Several years ago we would not think of having a search experience that is available to the users directly on their machine. Large applications that serve search with web interface were a way to go, but with LLM emergence and MCP protocol the search is changing. A new search is a search that is facilitated by an AI agent and is more distributed, individual and relevant.

In the end federated search is great! It provides real-time experience, fresh data, permission enforcement out of the box, but the downsides are there and can be a deal-breaker.

In the end, the best search experience is going to lie in the combination of crawling your data and federated search.

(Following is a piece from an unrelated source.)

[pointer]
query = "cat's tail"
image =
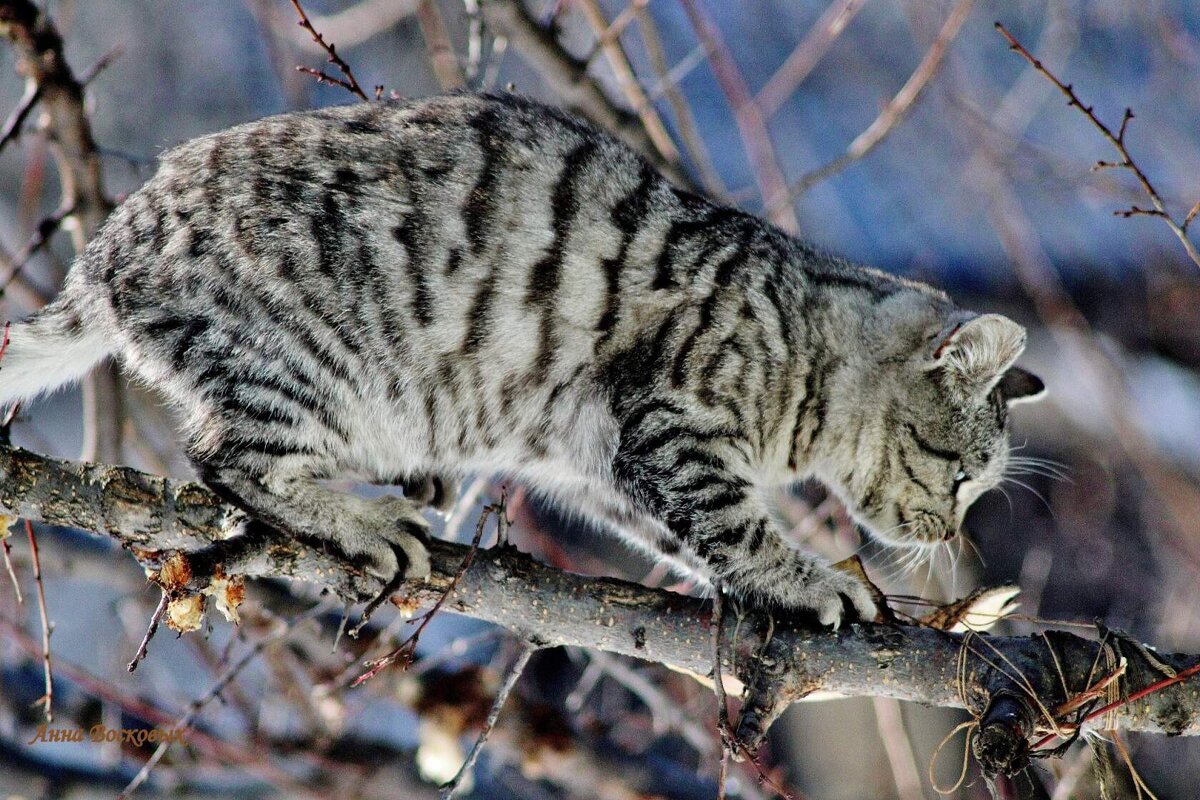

Crawling is still a great approach for static content with simple permission models - think of shared Google drives, websites and wikis. When crawled and stored in Elasticsearch the data is always available and easy to search.

Federated search works wonders when data is too big, data needs to be fresh or permission models for data access are non-trivial and need to be strictly enforced.

In the end each use-case will need to find a good balance between crawling data into a database and federated search to get better relevance.

Elastic Agent Builder is providing a great platform that makes it easier to build a great search experience using the combination of the approaches - custom agents that have access to static content in Elasticsearch indices and federated search connectors in real time will provide a nice search via the chat interface with great relevance! With the MCP Server built into Kibana that can facilitate both federated search and search in Elasticsearch, Agent Builder can be the window to the modern search that you’re looking for!